Quelle est l’alternative ? Lutte collective contre la politique de crise bourgeoise !
Seule une position de classe claire peut unir les travailleurs, quel que soit leur genre, contre de telles attaques. La première tâche d’un parti de travailleurs aurait été de dénoncer la contre-réforme pour ce qu’elle est : une attaque contre l’ensemble de la classe ouvrière. Une fois de plus, les femmes ont été particulièrement attaquées. Mais la classe ouvrière dans son ensemble n’a aucun intérêt à ce que les femmes travaillent plus longtemps. Chaque augmentation de l’âge de la retraite, chaque augmentation de la TVA est une détérioration de nos conditions de vie. Une attaque contre l’une est une attaque contre nous tous.
Deuxièmement, un parti des travailleurs aurait montré que la classe ouvrière ne peut défendre son intérêt objectif que si elle est unie : « Nous ne paierons pas votre crise par la détérioration de nos conditions de vie. Pas un centime de moins, pas une minute de travail en plus ».

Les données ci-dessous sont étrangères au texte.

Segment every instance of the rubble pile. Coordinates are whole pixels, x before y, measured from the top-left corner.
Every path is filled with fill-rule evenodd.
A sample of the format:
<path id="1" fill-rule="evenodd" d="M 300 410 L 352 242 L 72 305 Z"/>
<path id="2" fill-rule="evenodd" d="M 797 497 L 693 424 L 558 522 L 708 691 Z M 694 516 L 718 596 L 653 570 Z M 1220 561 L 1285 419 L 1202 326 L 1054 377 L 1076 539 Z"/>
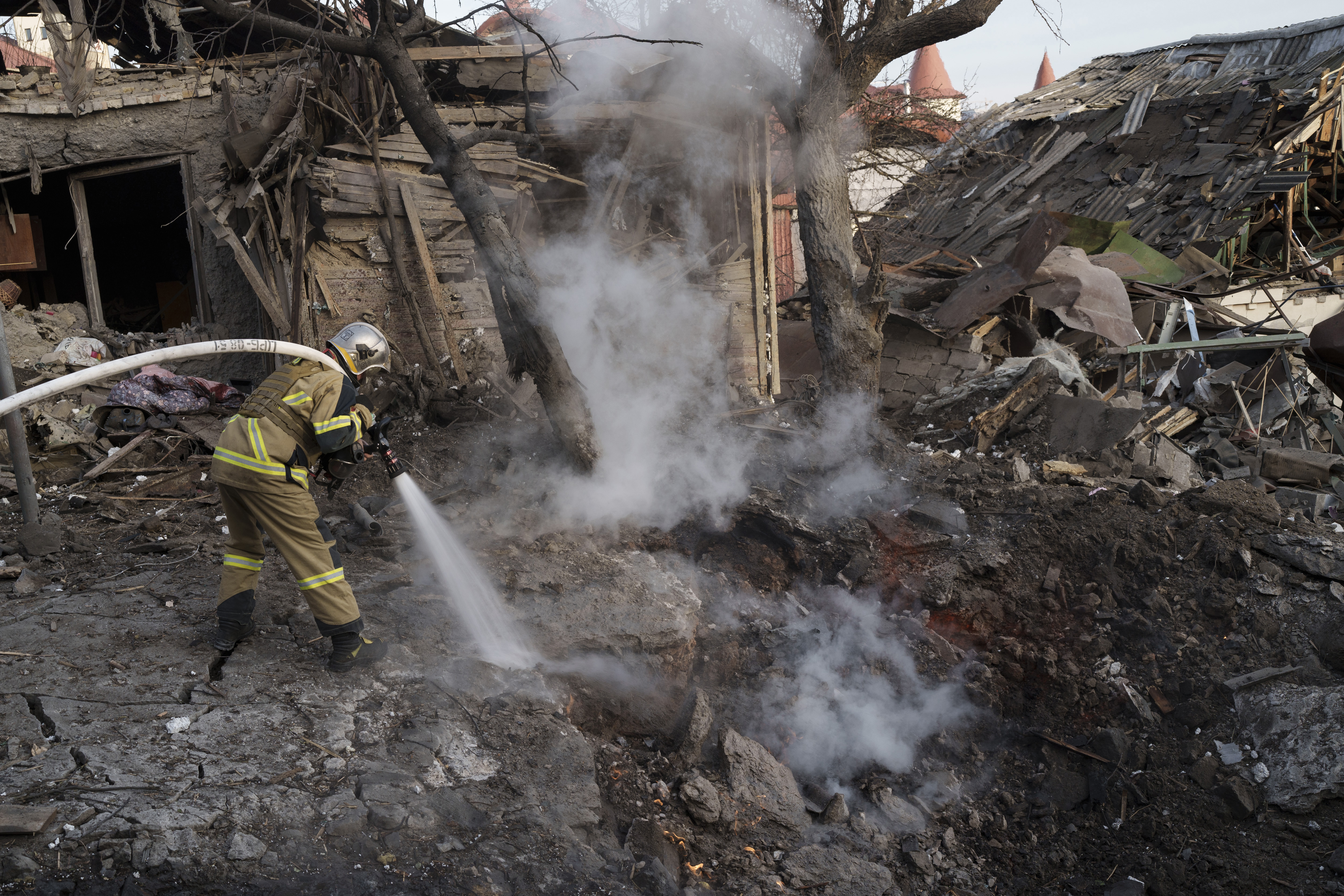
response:
<path id="1" fill-rule="evenodd" d="M 319 505 L 399 646 L 348 680 L 323 670 L 278 557 L 258 637 L 230 656 L 199 641 L 223 535 L 195 484 L 149 502 L 44 494 L 44 524 L 0 548 L 22 571 L 0 582 L 0 779 L 7 810 L 55 811 L 9 836 L 0 873 L 245 892 L 1335 885 L 1328 513 L 1245 477 L 1176 492 L 1042 463 L 1017 481 L 1020 457 L 913 450 L 891 426 L 872 459 L 902 497 L 866 517 L 812 516 L 828 470 L 780 455 L 724 529 L 530 532 L 501 514 L 544 502 L 504 473 L 531 453 L 503 447 L 519 426 L 426 429 L 405 457 L 442 470 L 427 488 L 547 650 L 581 642 L 616 664 L 603 674 L 470 660 L 364 467 Z M 903 767 L 802 771 L 817 732 L 753 707 L 859 606 L 969 712 Z"/>

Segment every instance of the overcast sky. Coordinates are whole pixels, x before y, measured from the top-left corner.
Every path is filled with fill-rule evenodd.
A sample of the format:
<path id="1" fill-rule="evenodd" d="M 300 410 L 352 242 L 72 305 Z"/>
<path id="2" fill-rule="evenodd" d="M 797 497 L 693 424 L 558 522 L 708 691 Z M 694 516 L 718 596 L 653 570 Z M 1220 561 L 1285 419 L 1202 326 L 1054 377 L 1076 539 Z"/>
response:
<path id="1" fill-rule="evenodd" d="M 1107 52 L 1142 50 L 1198 34 L 1235 34 L 1277 28 L 1344 13 L 1320 0 L 1039 0 L 1058 21 L 1063 42 L 1032 9 L 1031 0 L 1004 0 L 978 31 L 938 46 L 952 82 L 972 102 L 1005 102 L 1031 90 L 1040 54 L 1050 51 L 1063 77 Z M 892 78 L 909 66 L 888 69 Z"/>

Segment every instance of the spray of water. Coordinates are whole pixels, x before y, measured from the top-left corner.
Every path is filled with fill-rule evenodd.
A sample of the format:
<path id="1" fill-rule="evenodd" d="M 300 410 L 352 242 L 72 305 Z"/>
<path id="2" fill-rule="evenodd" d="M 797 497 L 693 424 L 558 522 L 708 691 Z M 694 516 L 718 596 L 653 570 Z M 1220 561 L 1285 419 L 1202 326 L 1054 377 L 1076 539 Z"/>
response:
<path id="1" fill-rule="evenodd" d="M 531 669 L 539 656 L 515 622 L 504 613 L 495 587 L 410 476 L 398 476 L 396 490 L 419 535 L 419 548 L 434 564 L 438 583 L 476 643 L 480 658 L 505 669 Z"/>

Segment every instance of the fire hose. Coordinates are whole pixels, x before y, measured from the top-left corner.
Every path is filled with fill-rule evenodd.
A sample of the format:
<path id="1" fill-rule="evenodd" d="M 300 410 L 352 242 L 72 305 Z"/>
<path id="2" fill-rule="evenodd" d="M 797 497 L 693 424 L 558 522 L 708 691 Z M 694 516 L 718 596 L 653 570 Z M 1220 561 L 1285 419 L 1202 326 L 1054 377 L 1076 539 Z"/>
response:
<path id="1" fill-rule="evenodd" d="M 102 377 L 112 376 L 113 373 L 125 373 L 126 371 L 133 371 L 137 367 L 144 367 L 145 364 L 180 361 L 187 357 L 200 357 L 203 355 L 238 355 L 250 352 L 258 352 L 262 355 L 297 355 L 300 357 L 306 357 L 309 361 L 320 361 L 333 371 L 344 373 L 340 364 L 336 363 L 336 359 L 323 355 L 316 348 L 309 348 L 306 345 L 280 343 L 270 339 L 218 339 L 211 343 L 191 343 L 188 345 L 156 348 L 152 352 L 128 355 L 126 357 L 103 361 L 102 364 L 94 364 L 93 367 L 86 367 L 82 371 L 75 371 L 74 373 L 58 376 L 54 380 L 47 380 L 40 386 L 34 386 L 32 388 L 23 390 L 22 392 L 16 392 L 15 395 L 0 400 L 0 418 L 11 411 L 17 411 L 20 407 L 36 404 L 44 398 L 66 392 L 75 386 L 83 386 L 85 383 L 101 380 Z"/>
<path id="2" fill-rule="evenodd" d="M 54 380 L 42 383 L 40 386 L 34 386 L 32 388 L 16 392 L 9 398 L 0 399 L 0 419 L 3 419 L 7 414 L 17 411 L 20 407 L 35 404 L 46 398 L 59 395 L 60 392 L 66 392 L 77 386 L 101 380 L 105 376 L 112 376 L 114 373 L 124 373 L 146 364 L 202 357 L 206 355 L 237 355 L 253 352 L 262 355 L 296 355 L 309 361 L 325 364 L 340 373 L 345 372 L 341 369 L 341 365 L 336 361 L 336 359 L 319 352 L 316 348 L 298 345 L 297 343 L 282 343 L 269 339 L 220 339 L 211 343 L 169 345 L 168 348 L 156 348 L 152 352 L 140 352 L 138 355 L 128 355 L 126 357 L 118 357 L 112 361 L 103 361 L 102 364 L 94 364 L 93 367 L 86 367 L 81 371 L 75 371 L 74 373 L 58 376 Z M 382 457 L 383 463 L 387 466 L 388 476 L 395 478 L 406 472 L 406 465 L 403 461 L 396 458 L 396 454 L 392 451 L 392 446 L 387 439 L 387 426 L 390 422 L 390 418 L 383 418 L 370 430 L 370 435 L 372 441 L 371 447 L 379 457 Z"/>

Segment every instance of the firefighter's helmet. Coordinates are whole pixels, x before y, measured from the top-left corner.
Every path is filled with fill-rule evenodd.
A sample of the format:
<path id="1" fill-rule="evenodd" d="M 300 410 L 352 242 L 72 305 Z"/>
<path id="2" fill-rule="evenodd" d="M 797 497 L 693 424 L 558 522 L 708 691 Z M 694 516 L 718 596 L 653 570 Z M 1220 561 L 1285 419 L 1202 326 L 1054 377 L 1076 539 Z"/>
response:
<path id="1" fill-rule="evenodd" d="M 336 352 L 355 376 L 374 368 L 386 371 L 391 360 L 387 337 L 372 324 L 351 324 L 332 336 L 327 345 Z"/>

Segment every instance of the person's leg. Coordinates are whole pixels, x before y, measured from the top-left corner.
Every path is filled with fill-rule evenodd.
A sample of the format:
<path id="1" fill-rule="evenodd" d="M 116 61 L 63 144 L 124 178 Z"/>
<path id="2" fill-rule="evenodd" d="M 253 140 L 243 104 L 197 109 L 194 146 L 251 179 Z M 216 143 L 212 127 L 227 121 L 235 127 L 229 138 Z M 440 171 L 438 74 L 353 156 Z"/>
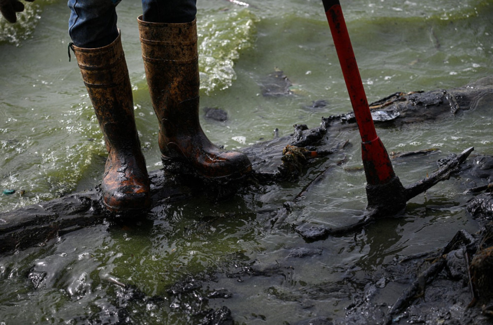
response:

De ce point de vue, la lutte aurait dû être déplacée du terrain bourgeois et institutionnel vers le terrain de la classe ouvrière : dans la rue et dans les entreprises. Un appel à une grande manifestation nationale aurait permis d’unir femmes et hommes, jeunes et vieux, autour de ce programme. Là, la direction aurait dû appeler à porter ce programme dans toutes les entreprises et à s’organiser sur le plan politique et syndical. C’est là que réside le pouvoir de la classe ouvrière. Ainsi, il serait devenu clair pour une grande majorité de la classe que cette attaque nous vise tous. En effet, l’opposition objective dans la société n’est pas des femmes contre les « vieux hommes blancs et riches » (conseillère nationale PS Funiciello), mais de la classe ouvrière (de tous les sexes, nationalités, couleurs de peau, etc.) contre la classe capitaliste.
Le réformisme et la politique identitaire ne permettent pas de combattre les attaques contre la classe ouvrière. Elles nuisent à notre lutte, à celle des femmes et des hommes. Si nous ne rompons pas avec ce réformisme, nous continuerons à perdre.
Nous, marxistes, continuerons à lutter pour que les idées du marxisme s’imposent dans le mouvement ouvrier : Des idées qui démontrent l’unité de la classe ouvrière et soulignent la nécessité de rompre complètement avec les bourgeois et leur système.